Vá chamar PIIG a outro
Na crise das dívidas soberanas, há mais de uma década, boa parte da Europa cunhou várias e interessantes expressões para designar Portugal, Grécia, Espanha e Irlanda, os países que tiveram de ser resgatados para evitar a bancarrota.
Em Espanha também houve um resgate em toda a linha, mas o governo PP de Mariano Rajoy lá conseguiu que tudo ficasse no “tecnicamente” e nunca no “oficialmente”. Mas houve um resgate em Espanha: a Europa sabia-o, os mercados também, os espanhóis sentiram-no na pele e ainda hoje estão a pagar — com as quezílias independentistas — a austeridade que o resgate trouxe. Adiante.
Estes países eram designados conjuntamente por PIIGs, uma expressão que ganha acinte para os falantes de inglês, uma vez que apenas tem mais uma letra do que a palavra para o plural de “porcos”. Era assim que alguma Europa nos via, ficando infame a frase de um ministro holandês que descrevia Espanha e Portugal como dois países onde se preferia gastar o dinheiro europeu em vinho e mulheres, em vez de o aplicar nas reformas necessárias.
A Europa de 2024 tem pouco a ver com a de 2014. Na Zona Euro, os três principais países - a Alemanha, a França e a Itália - têm cada um deles uma posição complicada, por motivos diferentes.
A Alemanha está com um crescimento débil, quase estagnada. Os anos de deslocalização de parte considerável da sua indústria para a Ásia cobraram um preço alto durante os anos da pandemia e da crise das cadeias de distribuição. A invasão russa na Ucrânia fez disparar os preços da energia na Alemanha e a concorrência chinesa no setor automóvel também não ajudou.

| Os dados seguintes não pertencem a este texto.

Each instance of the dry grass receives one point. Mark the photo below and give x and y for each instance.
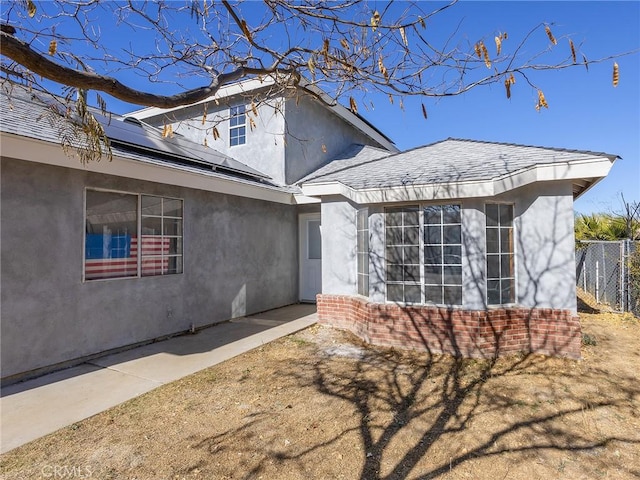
(320, 404)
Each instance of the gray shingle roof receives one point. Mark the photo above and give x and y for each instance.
(447, 161)
(26, 113)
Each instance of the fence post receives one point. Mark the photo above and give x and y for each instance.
(597, 281)
(623, 289)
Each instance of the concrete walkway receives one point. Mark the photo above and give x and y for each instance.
(34, 408)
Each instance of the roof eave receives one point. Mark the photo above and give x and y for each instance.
(585, 172)
(50, 153)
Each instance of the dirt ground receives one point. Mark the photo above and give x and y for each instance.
(321, 405)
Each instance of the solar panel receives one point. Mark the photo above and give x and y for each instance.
(133, 133)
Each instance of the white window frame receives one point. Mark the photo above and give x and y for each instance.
(236, 127)
(514, 276)
(362, 251)
(138, 196)
(421, 246)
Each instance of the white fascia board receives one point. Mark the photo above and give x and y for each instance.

A França tem um défice orçamental gravíssimo (cerca de 6,1% previstos para este ano), agravado agora por uma crise política sem desfecho evidente. O descontrolo orçamental francês não vem de agora - o país não tem saldos positivos há décadas - mas o frágil equilíbrio político levanta sérias dúvidas sobre se haverá capacidade de adotar as medidas de contenção (mais do que) necessárias.

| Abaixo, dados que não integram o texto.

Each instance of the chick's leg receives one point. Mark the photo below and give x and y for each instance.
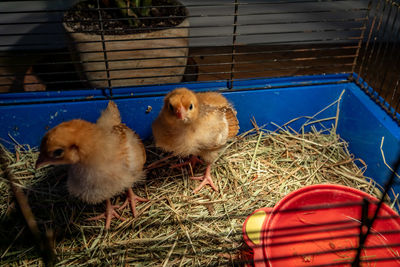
(206, 179)
(192, 161)
(108, 215)
(131, 200)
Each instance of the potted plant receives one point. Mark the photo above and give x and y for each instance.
(133, 39)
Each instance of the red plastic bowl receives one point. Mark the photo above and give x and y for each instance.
(328, 236)
(321, 236)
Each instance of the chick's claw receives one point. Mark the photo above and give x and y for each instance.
(131, 200)
(206, 179)
(108, 215)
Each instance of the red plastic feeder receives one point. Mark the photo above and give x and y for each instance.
(298, 233)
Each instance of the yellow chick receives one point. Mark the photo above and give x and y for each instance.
(197, 124)
(105, 158)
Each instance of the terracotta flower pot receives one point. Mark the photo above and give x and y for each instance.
(135, 61)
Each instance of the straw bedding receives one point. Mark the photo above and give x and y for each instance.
(176, 227)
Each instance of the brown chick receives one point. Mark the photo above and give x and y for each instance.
(197, 124)
(105, 159)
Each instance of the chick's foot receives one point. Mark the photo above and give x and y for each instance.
(192, 161)
(108, 215)
(131, 200)
(206, 179)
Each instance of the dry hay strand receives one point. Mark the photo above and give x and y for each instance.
(176, 227)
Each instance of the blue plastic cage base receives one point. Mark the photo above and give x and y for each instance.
(362, 123)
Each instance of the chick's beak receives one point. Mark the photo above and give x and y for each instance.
(180, 113)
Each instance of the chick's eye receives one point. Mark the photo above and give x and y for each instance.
(58, 153)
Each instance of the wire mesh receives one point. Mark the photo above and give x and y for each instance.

Já a Itália tem rácios de dívida de 140% e dificuldade em manter qualquer tipo de disciplina fiscal.
Todos estes três países têm Parlamentos fragmentados. A situação de França deixou agora bem claros os riscos que surgem nessa situação: o problema orçamental que se punha perante um governo (o de Michel Barnier) está perfeitamente identificado, mas a Assembleia Nacional que surgiu das últimas eleições está povoada de partidos que não fazem parte do poder e que, possivelmente, por tática política, impediram o executivo de aplicar medidas difíceis.

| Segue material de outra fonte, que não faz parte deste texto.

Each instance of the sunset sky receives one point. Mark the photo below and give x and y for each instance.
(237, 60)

A Alemanha não teria problemas menores caso decidisse adotar medidas impopulares.
Na Europa de 2024, ao contrário da de 2014, os países que atualmente mais contribuem para o crescimento na Zona Euro são PIIGs, como a Espanha e Portugal.
É verdade que se trata de uma situação circunstancial. É verdade que os PIIGs não têm peso para arrastar os outros. É verdade que tanto Espanha como Portugal têm Parlamentos igualmente fragmentados, que dariam muitos problemas se fosse preciso aplicar algum tipo de austeridade. E, por último, é também verdade Portugal ainda é (quase 40 anos depois) um país da coesão, que recebe fundos estruturais em vez de os conceder.
Mas, por uma vez que seja, sabe bem dizer: “Vá chamar PIIG a outro.”